Le Jacques Stosskopf s’inscrit dans le programme « Flotte logistique » (FLOTLOG), confirmé par la loi de programmation militaire 2024-2030 et destiné à renouveler la composante logistique de la Marine. Quatre BRF doivent remplacer à terme les bâtiments de la classe Durance — pétroliers-ravitailleurs et bâtiments de commandement et de ravitaillement (BCR) — pour assurer les missions de soutien et de ravitaillement au profit de l’ensemble des bâtiments de la Marine. Seul le BCR Somme, prolongé jusqu’en 2027, reste en service de la génération précédente ; il devrait être remplacé cette même année par le BRF Émile Bertin, dont la construction est en cours à Saint-Nazaire. Un quatrième bâtiment, le Gustave Zédé, est attendu d’ici 2032. 

La commande des quatre navires a été notifiée en 2019 au groupement momentané d’entreprises Chantiers de l’Atlantique – Naval Group pour un montant total de 1,7 milliard d’euros. Le programme est piloté par la Direction générale de l’armement (DGA) et s’inscrit dans une coopération franco-italienne menée sous l’égide de l’Organisation conjointe de coopération en matière d’armement (OCCAR), via le programme LSS (Logistic Support Ship) qui a également donné naissance aux ravitailleurs italiens Vulcano et Atlante construits par Fincantieri. 

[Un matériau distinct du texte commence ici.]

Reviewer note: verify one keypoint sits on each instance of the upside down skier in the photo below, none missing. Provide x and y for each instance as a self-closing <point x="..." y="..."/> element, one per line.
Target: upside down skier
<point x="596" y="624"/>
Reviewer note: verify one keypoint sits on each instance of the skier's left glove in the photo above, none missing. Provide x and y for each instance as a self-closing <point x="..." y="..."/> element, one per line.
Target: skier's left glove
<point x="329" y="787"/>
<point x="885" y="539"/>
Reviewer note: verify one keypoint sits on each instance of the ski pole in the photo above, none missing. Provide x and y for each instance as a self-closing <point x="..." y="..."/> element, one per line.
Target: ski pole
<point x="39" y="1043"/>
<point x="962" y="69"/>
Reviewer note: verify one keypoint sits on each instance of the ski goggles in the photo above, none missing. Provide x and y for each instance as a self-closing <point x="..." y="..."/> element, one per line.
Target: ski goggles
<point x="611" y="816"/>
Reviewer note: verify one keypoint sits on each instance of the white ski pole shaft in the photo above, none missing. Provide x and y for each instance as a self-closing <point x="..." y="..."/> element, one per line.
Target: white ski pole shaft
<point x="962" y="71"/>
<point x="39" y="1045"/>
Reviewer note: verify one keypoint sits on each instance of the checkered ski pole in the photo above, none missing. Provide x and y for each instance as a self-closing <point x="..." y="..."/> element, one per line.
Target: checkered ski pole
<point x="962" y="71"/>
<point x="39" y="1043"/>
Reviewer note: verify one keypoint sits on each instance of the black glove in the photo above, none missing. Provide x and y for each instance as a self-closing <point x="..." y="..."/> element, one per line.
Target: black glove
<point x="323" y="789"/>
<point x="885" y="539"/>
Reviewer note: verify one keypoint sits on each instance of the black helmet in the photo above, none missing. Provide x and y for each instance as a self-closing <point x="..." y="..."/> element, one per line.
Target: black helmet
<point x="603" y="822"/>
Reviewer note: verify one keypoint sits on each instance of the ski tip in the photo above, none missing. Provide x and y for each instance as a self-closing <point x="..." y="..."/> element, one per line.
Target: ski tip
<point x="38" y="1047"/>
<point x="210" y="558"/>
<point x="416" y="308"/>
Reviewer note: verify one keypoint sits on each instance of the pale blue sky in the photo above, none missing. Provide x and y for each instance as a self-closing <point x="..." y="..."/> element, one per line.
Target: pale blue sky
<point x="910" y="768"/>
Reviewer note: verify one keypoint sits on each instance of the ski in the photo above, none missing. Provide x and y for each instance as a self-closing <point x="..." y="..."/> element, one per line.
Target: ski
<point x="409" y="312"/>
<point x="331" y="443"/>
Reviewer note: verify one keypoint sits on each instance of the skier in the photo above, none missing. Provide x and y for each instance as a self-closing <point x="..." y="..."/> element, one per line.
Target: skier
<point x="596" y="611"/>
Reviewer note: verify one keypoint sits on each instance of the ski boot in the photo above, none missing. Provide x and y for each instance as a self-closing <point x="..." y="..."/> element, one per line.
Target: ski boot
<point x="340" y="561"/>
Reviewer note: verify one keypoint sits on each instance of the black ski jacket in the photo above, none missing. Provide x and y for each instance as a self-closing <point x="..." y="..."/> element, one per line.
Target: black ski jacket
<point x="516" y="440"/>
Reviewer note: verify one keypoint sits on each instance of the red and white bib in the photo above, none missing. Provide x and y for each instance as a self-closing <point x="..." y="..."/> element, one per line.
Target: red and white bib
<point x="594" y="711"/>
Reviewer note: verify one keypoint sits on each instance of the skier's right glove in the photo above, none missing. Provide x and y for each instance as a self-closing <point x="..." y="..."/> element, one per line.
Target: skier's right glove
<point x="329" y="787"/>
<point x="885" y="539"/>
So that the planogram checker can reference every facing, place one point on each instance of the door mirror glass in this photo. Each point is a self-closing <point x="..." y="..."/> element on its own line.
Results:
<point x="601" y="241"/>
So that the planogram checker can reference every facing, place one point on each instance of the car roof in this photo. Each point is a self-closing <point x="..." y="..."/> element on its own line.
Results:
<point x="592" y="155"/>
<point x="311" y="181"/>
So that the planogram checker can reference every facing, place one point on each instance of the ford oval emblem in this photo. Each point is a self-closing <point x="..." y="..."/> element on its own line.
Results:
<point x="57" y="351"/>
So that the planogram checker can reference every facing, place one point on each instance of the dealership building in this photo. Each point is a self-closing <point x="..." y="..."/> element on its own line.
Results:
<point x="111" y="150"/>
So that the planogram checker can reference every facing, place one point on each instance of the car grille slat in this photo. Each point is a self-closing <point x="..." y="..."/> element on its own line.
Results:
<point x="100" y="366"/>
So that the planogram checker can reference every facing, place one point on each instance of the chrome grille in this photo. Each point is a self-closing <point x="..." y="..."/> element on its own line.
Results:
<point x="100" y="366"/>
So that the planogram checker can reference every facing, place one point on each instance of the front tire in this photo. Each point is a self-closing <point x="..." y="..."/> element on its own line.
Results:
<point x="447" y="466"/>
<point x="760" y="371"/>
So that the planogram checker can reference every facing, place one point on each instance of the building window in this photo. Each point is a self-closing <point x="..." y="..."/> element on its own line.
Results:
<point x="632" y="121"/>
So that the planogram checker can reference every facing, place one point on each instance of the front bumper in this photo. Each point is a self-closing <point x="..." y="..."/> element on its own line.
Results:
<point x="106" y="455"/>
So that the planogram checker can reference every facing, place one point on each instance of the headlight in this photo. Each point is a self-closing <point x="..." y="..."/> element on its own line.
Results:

Caractéristiques techniques

Long de 194 mètres pour un déplacement de 31 000 tonnes en charge, le Jacques Stosskopf peut embarquer jusqu’à 13 000 m³ de carburant — gazole et carburéacteur — ainsi que des vivres, des munitions et des pièces de rechange. Sa largeur est de 24 mètres. Ce volume représente près du double de la capacité d’emport de la précédente classe Durance

Le bâtiment distribue son carburant à un débit pouvant atteindre 1 200 m³ par heure. Deux mâts de ravitaillement d’une capacité de levage de 2,5 tonnes permettent en outre le transfert de fret solide. Quatre postes de transfert latéraux autorisent le ravitaillement simultané de deux bâtiments. 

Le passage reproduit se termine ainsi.